Der Seewolf by London Jack
Autor:London, Jack [London, Jack]
Die sprache: deu
Format: epub
Herausgeber: dtv Deutscher Taschenbuch Verlag GmbH & Co. KG, München
veröffentlicht: 2015-05-10T16:00:00+00:00
22
Ich wusste sofort, worum es ging, als sie auf mich zukam. Zehn Minuten lang hatte ich beobachtet, wie sie ernsthaft mit dem Maschinisten gesprochen hatte, und jetzt zog ich sie mit einer warnenden Geste außer Hörweite des Rudergängers. Ihr Gesicht war weiß und gefasst; ihre großen Augen, die wegen ihrer Entschlossenheit noch größer wirkten, sahen mich durchdringend an. Ich war ziemlich beklommen und ängstlich, denn sie war gekommen, um Humphrey van Weydens Seele zu prüfen, und seit seiner Ankunft auf der »Ghost« hatte Humphrey van Weyden da nicht mehr viel vorzuweisen, worauf er stolz hätte sein können.

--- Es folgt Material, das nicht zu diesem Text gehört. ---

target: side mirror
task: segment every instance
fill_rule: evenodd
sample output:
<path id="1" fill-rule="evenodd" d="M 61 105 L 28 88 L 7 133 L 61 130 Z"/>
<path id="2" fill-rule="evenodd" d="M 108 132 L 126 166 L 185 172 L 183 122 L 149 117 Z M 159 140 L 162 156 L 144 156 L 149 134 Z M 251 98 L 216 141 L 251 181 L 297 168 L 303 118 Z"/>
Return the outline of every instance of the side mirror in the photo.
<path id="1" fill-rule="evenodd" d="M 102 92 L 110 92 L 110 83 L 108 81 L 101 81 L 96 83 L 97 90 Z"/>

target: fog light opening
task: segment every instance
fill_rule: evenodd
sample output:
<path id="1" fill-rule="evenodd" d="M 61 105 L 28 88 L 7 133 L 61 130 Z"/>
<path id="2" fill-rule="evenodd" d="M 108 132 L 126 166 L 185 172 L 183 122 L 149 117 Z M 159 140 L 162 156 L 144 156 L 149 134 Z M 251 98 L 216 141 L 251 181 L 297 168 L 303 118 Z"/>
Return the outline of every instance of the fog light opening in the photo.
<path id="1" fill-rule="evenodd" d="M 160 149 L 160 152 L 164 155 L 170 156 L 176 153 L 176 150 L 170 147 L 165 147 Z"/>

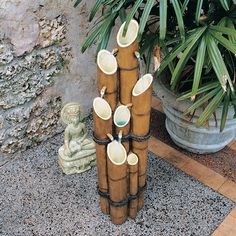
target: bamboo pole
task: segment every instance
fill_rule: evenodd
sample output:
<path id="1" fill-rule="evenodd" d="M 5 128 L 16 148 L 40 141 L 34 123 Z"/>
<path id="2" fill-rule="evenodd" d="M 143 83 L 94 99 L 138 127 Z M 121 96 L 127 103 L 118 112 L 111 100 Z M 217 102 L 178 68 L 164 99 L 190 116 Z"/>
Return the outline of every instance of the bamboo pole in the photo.
<path id="1" fill-rule="evenodd" d="M 127 153 L 124 146 L 113 140 L 107 146 L 108 185 L 110 200 L 113 203 L 127 201 Z M 114 206 L 110 204 L 113 224 L 123 224 L 127 219 L 127 204 Z"/>
<path id="2" fill-rule="evenodd" d="M 131 107 L 132 104 L 127 105 L 119 105 L 114 113 L 113 121 L 116 127 L 116 134 L 119 134 L 122 132 L 123 136 L 126 136 L 130 132 L 130 110 L 129 107 Z M 126 152 L 128 153 L 130 150 L 130 142 L 129 140 L 123 141 L 122 145 L 125 147 Z"/>
<path id="3" fill-rule="evenodd" d="M 117 61 L 111 52 L 104 49 L 97 56 L 97 78 L 98 91 L 106 87 L 104 99 L 114 111 L 117 104 Z"/>
<path id="4" fill-rule="evenodd" d="M 107 139 L 107 133 L 112 132 L 112 111 L 110 105 L 100 97 L 93 101 L 94 135 L 97 139 Z M 101 192 L 108 193 L 107 153 L 106 145 L 96 143 L 98 187 Z M 104 214 L 109 214 L 109 202 L 106 197 L 100 197 L 100 207 Z"/>
<path id="5" fill-rule="evenodd" d="M 136 53 L 139 51 L 137 42 L 139 25 L 131 20 L 125 36 L 123 36 L 123 23 L 117 34 L 117 62 L 119 66 L 120 90 L 119 97 L 122 104 L 131 103 L 132 89 L 139 78 L 139 63 Z"/>
<path id="6" fill-rule="evenodd" d="M 132 133 L 137 136 L 146 135 L 150 129 L 152 81 L 152 75 L 146 74 L 138 80 L 132 91 Z M 143 188 L 146 182 L 148 141 L 133 140 L 132 150 L 139 157 L 139 188 Z M 139 209 L 144 205 L 144 192 L 140 194 L 138 205 Z"/>
<path id="7" fill-rule="evenodd" d="M 129 169 L 129 194 L 135 196 L 138 193 L 138 157 L 130 153 L 127 157 Z M 129 217 L 135 219 L 138 212 L 138 199 L 131 199 L 129 202 Z"/>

Wir gingen zum Rand des Achterdecks, wo sie sich umwandte und mir direkt ins Gesicht blickte. Ich sah mich um, weil ich sicher sein wollte, dass niemand in Hörweite war.
»Was ist?«, fragte ich behutsam; aber die Entschlossenheit in ihrem Gesicht ließ nicht nach.
»Ich kann verstehen«, begann sie, »dass die Geschichte heute Morgen im Wesentlichen ein Unfall war; aber ich habe mich bei Mister Hawkins erkundigt. Er sagt, dass an dem Tag, als wir gerettet wurden, als ich in der Kabine war, zwei Männer ertrunken sind, absichtlich ertränkt worden sind – also ermordet.«
Es lag eine Frage in ihrer Stimme, und sie sah mich so anklagend an, als wäre ich schuldig an dieser Tat oder zumindest an ihr beteiligt gewesen.
»Diese Information ist durchaus zutreffend«, erwiderte ich. »Die beiden Männer wurden ermordet.«
»Und Sie haben es zugelassen!«, rief sie.
»Ich war nicht in der Lage, es zu verhindern, sollte man besser sagen.« Meine Antwort war immer noch sehr behutsam.
»Aber Sie haben versucht, es zu verhindern?« Es lag eine Betonung auf dem »versuchen« und eine flehentliche Bitte in ihrer Stimme.
»Nein, das haben Sie nicht«, fuhr sie hastig fort, weil sie meine Antwort schon ahnte. »Aber warum nicht?«
Ich zuckte die Achseln. »Sie müssen daran denken, Miss Brewster, dass Sie eine neue Bewohnerin dieser kleinen Welt sind und dass Sie die Gesetze, die darin herrschen noch nicht verstehen. Sie bringen bestimmte edle Vorstellungen von Menschlichkeit, Männlichkeit und Benehmen und solchen Dingen mit, aber hier werden Sie feststellen, dass es sich um falsche Vorstellungen handelt. Ich habe das jedenfalls feststellen müssen«, fügte ich mit einem unwillkürlichen Seufzer hinzu.
Sie schüttelte ungläubig den Kopf.
»Was würden Sie denn vorschlagen?«, fragte ich. »Dass ich ein Messer, ein Gewehr oder eine Axt nehme und diesen Mann töte?«
Sie schrak zurück. »Nein, das nicht.«
»Was soll ich dann tun? Mich selbst töten?«
»Sie denken nur in rein materialistischen Begriffen«, sagte sie. »Es gibt doch auch so etwas wie moralischen Mut, und moralischer Mut bleibt nie ohne Wirkung.«
»Ach so!« Ich lächelte. »Sie raten mir, weder ihn noch mich umzubringen, sondern mich von ihm töten zu lassen.« Ich hob die Hand, als sie mir widersprechen wollte. »Moralischer Mut ist ein ziemlich wertloser Schatz in dieser schwimmenden kleinen Welt. Leach, einer der beiden Männer, die ermordet wurden, besaß eine Menge moralischen Mut. Auch der andere Mann, Johnson. Er hat ihnen nicht nur nichts genutzt, er hat sie zerstört. Und mir würde es genauso ergehen, wenn ich das bisschen moralischen Mut zur Geltung bringe, das ich besitze.